(openPR) DNV erringt als beste Klassifikationsgesellschaft erneut den 1. Platz im Ranking der europäischen Hafenstaatkontrollen.
Oslo, 23. Juni 2008. Die Behörden der europäischen Hafenstaatkontrolle (Paris MoU) überprüfen Schiffe auf Sicherheitsmängel und halten sie bei schweren Verstößen im Hafen fest. Dabei wurde DNV zum zweiten Mal in Folge als beste Klassifikationsgesellschaft eingestuft. Dies belegen die Statistiken der Paris MoU-Behörden, die im Juli veröffentlicht werden.
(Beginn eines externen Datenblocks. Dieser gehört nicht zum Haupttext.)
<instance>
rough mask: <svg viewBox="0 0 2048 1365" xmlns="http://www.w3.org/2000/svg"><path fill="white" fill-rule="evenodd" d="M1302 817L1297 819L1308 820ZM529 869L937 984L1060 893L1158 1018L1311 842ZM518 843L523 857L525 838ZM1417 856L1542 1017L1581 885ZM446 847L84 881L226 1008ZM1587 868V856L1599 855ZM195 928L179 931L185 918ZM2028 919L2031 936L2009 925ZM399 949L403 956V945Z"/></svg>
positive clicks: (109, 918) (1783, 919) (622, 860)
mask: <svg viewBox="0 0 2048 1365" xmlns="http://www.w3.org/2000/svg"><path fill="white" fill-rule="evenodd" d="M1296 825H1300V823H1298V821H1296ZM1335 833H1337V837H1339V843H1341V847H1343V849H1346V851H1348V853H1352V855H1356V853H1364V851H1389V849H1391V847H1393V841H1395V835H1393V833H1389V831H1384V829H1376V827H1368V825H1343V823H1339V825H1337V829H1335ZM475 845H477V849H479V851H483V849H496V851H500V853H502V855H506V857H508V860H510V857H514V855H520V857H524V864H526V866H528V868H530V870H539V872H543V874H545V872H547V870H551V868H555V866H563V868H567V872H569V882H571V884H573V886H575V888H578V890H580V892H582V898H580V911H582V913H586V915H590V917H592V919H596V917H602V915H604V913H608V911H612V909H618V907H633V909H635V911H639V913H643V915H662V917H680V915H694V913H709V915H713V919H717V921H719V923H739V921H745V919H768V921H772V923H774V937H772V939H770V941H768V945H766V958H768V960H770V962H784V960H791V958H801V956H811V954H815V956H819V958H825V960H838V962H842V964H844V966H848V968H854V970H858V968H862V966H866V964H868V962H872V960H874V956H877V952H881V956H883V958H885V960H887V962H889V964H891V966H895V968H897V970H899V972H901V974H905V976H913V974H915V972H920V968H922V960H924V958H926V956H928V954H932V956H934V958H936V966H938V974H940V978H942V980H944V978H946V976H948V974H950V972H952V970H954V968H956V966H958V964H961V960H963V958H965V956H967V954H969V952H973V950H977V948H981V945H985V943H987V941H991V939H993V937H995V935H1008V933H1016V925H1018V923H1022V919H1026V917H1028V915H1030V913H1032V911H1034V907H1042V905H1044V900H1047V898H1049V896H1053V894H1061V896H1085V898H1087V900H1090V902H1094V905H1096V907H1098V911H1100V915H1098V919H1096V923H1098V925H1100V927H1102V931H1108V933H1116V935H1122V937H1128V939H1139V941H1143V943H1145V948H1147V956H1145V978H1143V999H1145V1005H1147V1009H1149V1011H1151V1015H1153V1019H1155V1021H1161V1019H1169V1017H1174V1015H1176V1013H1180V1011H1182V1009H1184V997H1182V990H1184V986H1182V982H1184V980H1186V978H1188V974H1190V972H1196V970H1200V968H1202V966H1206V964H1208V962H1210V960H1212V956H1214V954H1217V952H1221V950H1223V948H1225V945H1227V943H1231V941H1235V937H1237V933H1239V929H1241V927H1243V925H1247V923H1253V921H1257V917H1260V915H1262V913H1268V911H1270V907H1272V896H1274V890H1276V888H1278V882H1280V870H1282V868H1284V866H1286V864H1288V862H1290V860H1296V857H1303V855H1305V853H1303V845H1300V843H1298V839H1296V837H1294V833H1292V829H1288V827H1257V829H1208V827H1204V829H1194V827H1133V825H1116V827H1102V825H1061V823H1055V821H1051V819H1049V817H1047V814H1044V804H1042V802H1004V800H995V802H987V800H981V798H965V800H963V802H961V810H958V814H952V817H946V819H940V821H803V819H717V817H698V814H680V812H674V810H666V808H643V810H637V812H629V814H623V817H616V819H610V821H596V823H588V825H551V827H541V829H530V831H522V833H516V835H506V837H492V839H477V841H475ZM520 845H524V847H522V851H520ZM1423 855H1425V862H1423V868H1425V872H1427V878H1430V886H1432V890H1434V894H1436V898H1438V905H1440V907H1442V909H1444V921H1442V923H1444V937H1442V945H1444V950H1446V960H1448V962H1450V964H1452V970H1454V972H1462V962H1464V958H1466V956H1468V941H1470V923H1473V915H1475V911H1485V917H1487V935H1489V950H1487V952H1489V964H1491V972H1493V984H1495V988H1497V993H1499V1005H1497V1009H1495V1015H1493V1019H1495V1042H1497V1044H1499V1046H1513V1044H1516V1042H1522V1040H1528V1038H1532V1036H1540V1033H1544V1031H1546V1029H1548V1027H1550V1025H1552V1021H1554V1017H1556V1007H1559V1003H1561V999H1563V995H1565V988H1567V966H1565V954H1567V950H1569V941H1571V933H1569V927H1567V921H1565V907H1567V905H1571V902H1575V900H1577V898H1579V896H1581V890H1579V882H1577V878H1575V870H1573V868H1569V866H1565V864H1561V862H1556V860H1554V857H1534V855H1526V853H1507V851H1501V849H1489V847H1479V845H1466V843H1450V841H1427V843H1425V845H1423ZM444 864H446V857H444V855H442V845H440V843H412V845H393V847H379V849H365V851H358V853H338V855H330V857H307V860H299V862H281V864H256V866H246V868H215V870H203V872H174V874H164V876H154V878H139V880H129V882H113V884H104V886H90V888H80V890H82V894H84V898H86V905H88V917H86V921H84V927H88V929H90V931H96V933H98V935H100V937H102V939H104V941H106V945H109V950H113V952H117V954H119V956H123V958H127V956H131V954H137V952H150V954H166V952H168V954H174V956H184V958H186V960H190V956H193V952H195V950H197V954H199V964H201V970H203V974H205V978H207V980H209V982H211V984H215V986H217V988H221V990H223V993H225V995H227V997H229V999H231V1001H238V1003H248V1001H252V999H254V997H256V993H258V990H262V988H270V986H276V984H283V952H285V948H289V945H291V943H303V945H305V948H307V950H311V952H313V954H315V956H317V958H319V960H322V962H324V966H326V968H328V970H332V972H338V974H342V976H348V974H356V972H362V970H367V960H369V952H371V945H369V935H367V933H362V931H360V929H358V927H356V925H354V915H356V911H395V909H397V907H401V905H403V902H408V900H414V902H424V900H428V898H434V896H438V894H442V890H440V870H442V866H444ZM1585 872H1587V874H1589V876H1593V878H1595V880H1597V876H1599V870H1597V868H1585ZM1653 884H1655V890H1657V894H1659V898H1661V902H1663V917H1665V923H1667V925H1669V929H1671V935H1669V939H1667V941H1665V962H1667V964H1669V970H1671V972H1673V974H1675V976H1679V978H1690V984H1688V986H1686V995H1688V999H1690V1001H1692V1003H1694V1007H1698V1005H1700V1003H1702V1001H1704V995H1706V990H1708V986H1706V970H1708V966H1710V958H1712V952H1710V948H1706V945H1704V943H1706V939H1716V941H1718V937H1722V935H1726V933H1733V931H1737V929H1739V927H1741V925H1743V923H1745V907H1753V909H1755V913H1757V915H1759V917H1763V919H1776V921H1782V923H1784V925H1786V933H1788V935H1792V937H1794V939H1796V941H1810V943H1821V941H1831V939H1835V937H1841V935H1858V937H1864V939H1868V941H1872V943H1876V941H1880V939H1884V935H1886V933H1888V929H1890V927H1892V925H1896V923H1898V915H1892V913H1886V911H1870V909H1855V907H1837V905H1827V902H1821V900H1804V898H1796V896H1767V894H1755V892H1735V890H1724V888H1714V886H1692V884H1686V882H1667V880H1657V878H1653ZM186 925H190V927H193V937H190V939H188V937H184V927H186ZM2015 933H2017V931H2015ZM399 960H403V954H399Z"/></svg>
„Im Grunde gebührt die Anerkennung den Schiffseignern, denn es sind ihre Schiffe, die nicht festgehalten werden, nicht DNV-Schiffe,“ erläutert Per Wiggo Richardsen, Pressesprecher von DNV Maritime. „Trotzdem sind wir natürlich stolz auf die Ergebnisse, die die DNV-Besichtiger auf Grundlage der DNV-Vorschriften erreichen. Qualität hat immer oberste Priorität für DNV. Auf dieser Basis freuen wir uns, als beste Klassifikationsgesellschaft eingestuft zu werden,“ fügt Richardsen hinzu.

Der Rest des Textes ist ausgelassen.